MANA 3.Kitap 35.Kısım
MANA 3.Kitap 35.Kısım
Az sonra Armağan yanında Hulki ve Aycan olduğu halde görüşme başlatmış ve sevinçleri yüz ifadelerinden okunur bir
şekilde,
“Zafer kazandık Mert abi, sadece kazanmadık Zafer kazandık” diye coşkusunu dile getiriyordu.
Yarışmaya katıldıkları akıl oyunları çerçevesinde kendilerine birtakım problemleri, soruları ve sorunları çözerek belirli bir noktaya ulaşmaları ve son noktaya bayraklarını dikmeleri istenmişti.
Soru, sorun ve problem dediğimiz yumak en başta tamamı verildiği için, harekete başlamadan önce hangi yöne ve nasıl hareket edeceği konusunda yarışmacının fikir oluşturup, o çerçevede hareket etmesi ve silsileler zincirini takip ederek belirli bir noktaya ulaşması söz konusu idi.
Çözümlemeleri gereken 9 farklı sorun vardı ve hangisinden başlayarak ilerleyecekleri de yarışmacılara bırakılmıştı.
Armağan gerçekten zeki bir gençti.
Hulki yabana atılmayacak derecede bulmaca meraklısı idi.
Aycan ise gizemler konusunda sürekli düşünen ve düşündüğünden öteye gitmek üzere tekrar tekrar düşünen bir akla
sahipti.
Hangi sorundan başladıkları çok önemli idi ve doğru başlanmazsa son nokta sürekli değişiyordu.
Bu nedenle her sorunun sonunda hangi sorunu tetiklediğine bakarak başlangıç ve devamındaki sorunlar zincirinden
son sorunu buldular.
Kafa kafaya vererek düşünmüşler ve yapılacak hareketler zinciri sonrasında başladıkları noktaya gelmeleri
gerektiğini görmüşlerdi.
Bu nedenle kendilerine verilen akıl oyunları kutusunu kapatmış ve bitirdik son nokta bulunduğumuz yerdir diyerek bayrak kaldırmışlardı.
Diğer yarışmacılar doğru sonuca ulaşacak olsalar dâhi, birtakım sıralı çözümlere başladıkları için çok farklı noktalara gidip, sonuçta başladıkları yere dönerek bitirmeleri gerekiyordu ki yarışmacıların içinde hata yaptığı için çok farklı yere gidenler de mevcuttu.
Yarışmanın bitiş düdüğü çalındığında jüri doğru noktada durdukları ve doğru hareketi yaptıkları için Armağan ve ekibini kutlamış ve kupayı onlara vermişti.
Böylelikle akıl oyunları galaksisini de galaksiler federasyonuna dahil etme sorununu çözmüşlerdi.
Meydan okuyanlar ve yarışanlar peş peşe arıyorlardı Avira Hanım, Sakine teyze ve Ayşe ile birlikte katıldığı meydan okuma arenasından galip çıkmışlardı.
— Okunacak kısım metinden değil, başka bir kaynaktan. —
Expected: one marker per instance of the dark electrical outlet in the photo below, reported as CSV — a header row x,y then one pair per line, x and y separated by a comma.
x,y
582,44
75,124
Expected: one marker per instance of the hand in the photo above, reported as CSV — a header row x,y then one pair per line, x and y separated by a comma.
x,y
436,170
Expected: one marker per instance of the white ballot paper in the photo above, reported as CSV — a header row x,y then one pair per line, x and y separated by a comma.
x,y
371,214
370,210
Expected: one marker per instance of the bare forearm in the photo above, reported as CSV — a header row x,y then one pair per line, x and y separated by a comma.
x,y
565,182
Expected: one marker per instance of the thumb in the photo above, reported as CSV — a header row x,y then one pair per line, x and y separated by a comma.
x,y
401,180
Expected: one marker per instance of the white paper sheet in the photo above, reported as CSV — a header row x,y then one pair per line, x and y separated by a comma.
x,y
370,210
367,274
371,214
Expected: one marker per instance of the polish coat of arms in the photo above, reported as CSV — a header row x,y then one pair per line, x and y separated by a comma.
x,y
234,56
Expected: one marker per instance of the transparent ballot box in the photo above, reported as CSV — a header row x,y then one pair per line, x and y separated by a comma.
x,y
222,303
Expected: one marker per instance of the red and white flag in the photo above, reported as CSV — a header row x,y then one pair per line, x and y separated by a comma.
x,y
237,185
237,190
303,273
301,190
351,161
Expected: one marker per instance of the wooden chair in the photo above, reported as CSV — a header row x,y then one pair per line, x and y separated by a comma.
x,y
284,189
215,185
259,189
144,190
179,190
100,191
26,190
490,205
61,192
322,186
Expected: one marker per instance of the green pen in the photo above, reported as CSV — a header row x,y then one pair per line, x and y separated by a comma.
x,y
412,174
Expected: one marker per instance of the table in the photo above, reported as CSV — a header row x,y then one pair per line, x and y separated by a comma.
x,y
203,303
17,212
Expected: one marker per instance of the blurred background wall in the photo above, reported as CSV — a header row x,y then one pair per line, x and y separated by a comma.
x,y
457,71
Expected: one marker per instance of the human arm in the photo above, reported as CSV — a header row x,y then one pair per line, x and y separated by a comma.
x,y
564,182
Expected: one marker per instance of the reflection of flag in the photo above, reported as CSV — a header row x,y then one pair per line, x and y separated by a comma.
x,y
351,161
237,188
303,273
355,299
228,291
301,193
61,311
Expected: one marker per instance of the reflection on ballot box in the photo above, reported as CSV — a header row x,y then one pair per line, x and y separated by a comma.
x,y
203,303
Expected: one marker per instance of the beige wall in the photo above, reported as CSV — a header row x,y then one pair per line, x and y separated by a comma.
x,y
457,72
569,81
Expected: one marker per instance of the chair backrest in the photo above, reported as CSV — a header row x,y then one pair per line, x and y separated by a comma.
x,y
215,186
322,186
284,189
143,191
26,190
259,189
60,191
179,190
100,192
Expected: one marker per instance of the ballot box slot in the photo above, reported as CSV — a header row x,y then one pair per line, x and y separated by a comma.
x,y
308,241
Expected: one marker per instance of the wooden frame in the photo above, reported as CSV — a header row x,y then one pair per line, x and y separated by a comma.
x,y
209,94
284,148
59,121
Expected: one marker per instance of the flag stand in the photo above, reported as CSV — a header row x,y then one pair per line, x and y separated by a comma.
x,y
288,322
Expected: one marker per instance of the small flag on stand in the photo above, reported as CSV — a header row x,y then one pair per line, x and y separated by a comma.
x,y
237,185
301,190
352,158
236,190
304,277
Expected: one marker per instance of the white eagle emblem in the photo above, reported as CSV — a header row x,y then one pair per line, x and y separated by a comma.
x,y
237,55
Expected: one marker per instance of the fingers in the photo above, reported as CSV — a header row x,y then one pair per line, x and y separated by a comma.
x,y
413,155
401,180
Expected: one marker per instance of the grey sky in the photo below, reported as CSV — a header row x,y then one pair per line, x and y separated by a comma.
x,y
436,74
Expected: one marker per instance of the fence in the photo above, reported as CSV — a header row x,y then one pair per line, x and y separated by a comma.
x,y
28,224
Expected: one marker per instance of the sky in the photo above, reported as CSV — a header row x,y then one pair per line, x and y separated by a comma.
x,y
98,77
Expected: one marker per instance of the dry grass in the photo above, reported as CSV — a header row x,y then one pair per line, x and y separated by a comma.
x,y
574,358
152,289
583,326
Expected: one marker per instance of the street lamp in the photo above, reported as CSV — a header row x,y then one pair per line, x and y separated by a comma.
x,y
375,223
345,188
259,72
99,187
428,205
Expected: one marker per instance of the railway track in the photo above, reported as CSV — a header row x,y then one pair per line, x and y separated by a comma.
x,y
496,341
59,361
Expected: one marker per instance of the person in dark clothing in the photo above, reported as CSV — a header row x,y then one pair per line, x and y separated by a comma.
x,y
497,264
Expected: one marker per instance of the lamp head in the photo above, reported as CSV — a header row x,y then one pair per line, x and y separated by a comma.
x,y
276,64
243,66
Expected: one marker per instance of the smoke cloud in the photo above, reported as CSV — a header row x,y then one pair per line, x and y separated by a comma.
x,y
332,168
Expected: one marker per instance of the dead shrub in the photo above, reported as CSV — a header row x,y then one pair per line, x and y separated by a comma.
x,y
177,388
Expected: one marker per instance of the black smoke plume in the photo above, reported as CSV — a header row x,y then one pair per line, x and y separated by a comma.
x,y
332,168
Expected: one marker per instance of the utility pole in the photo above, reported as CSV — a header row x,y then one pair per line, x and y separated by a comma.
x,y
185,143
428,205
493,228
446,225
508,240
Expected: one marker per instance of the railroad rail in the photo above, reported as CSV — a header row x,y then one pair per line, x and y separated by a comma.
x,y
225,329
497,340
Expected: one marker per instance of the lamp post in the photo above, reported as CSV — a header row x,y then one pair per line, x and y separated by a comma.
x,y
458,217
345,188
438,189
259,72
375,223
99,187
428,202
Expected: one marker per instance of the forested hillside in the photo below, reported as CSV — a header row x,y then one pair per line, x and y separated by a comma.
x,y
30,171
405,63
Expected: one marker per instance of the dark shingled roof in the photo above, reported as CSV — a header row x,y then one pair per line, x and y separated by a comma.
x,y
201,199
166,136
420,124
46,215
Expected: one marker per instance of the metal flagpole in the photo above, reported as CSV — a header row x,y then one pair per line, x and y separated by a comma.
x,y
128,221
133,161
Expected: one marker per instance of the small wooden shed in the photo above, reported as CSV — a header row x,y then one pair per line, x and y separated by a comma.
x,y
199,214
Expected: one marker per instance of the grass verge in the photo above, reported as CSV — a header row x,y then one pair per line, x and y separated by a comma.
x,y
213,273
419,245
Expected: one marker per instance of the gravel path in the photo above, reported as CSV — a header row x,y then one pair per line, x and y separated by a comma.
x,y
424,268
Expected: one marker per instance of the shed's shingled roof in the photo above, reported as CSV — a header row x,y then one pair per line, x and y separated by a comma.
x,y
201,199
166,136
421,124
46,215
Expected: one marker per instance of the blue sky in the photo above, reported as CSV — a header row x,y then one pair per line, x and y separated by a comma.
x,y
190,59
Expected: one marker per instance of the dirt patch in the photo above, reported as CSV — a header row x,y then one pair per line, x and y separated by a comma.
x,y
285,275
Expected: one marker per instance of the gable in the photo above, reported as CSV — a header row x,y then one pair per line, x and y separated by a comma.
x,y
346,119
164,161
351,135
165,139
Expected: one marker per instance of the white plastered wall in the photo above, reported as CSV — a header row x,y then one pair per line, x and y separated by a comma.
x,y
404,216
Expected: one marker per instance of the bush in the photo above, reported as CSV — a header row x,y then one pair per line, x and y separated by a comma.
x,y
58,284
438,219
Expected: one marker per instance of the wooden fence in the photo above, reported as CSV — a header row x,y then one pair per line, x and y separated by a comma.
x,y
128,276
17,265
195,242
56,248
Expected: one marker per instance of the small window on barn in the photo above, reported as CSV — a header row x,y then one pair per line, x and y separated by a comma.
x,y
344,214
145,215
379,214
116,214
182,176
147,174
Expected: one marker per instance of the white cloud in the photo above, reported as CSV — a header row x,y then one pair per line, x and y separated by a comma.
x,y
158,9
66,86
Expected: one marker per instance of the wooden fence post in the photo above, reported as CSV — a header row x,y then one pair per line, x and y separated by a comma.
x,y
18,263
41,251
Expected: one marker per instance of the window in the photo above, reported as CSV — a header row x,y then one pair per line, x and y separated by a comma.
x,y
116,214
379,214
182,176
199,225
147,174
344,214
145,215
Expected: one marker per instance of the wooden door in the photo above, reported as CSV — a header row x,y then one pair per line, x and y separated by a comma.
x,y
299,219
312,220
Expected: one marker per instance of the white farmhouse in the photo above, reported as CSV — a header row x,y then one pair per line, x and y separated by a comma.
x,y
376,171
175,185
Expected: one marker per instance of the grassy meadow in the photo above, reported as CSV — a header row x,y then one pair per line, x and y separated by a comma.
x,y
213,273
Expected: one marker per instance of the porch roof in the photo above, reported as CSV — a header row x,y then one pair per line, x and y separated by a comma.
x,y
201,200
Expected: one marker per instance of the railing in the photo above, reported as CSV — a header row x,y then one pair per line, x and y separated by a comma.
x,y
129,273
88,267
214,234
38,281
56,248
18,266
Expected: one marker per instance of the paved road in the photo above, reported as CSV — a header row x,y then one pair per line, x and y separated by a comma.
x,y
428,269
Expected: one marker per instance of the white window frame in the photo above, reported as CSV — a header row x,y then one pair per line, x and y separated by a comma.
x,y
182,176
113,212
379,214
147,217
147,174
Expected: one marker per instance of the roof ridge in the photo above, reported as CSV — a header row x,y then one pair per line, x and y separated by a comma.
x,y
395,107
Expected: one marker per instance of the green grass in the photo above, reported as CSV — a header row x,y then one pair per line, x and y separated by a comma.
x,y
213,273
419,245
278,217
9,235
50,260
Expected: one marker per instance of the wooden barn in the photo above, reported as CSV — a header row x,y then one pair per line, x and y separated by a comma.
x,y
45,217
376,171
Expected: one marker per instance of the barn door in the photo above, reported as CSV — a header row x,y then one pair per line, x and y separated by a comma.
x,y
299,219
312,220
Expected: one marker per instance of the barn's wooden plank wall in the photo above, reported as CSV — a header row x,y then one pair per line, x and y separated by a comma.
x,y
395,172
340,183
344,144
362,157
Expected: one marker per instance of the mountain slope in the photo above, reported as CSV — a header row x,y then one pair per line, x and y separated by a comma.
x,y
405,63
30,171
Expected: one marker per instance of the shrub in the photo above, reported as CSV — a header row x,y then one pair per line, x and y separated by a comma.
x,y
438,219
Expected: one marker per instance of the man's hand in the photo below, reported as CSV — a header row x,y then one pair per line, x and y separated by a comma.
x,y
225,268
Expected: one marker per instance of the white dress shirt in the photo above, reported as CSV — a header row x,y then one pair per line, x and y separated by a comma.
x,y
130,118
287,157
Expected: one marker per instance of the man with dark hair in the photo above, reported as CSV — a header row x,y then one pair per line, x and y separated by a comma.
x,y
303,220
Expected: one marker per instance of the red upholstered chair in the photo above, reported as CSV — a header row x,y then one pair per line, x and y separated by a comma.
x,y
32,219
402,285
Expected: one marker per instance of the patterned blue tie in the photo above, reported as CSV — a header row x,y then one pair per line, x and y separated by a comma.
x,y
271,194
Avira Hanım Ayşe’ye, bir maddeyi temel elementlerine dönüştürüp, temel elementleri birleştirerek bir bileşik oluşturabilme yeteneğini farklı bir şekilde kullanıp kullanamayacağını sormuştu.
Ayşe de cevap olarak,
“Beni yönlendirirseniz ve elimden gelen bir şeyse mutlaka başarırız” demişti.
Zaten o yapay zekaların matematiksel formüllerini oluşturan Avira Hanım'ın kendisiydi.
Ayşe'den istediği ise yeni oluşturacağı formülü yapay zekaların temel elementi boyutuna indirerek ve orada işleme sokarak, onlara bir virüs gibi bulaşmasını sağlayıp sağlayamayacağı sorusu idi.
Ayşe,
“Onların temel yapı taşlarını alıp büyük bir organik yapıya dönüştürebilirim.
Daha sonrasında siz o yapının üzerine yazılım yaparsınız.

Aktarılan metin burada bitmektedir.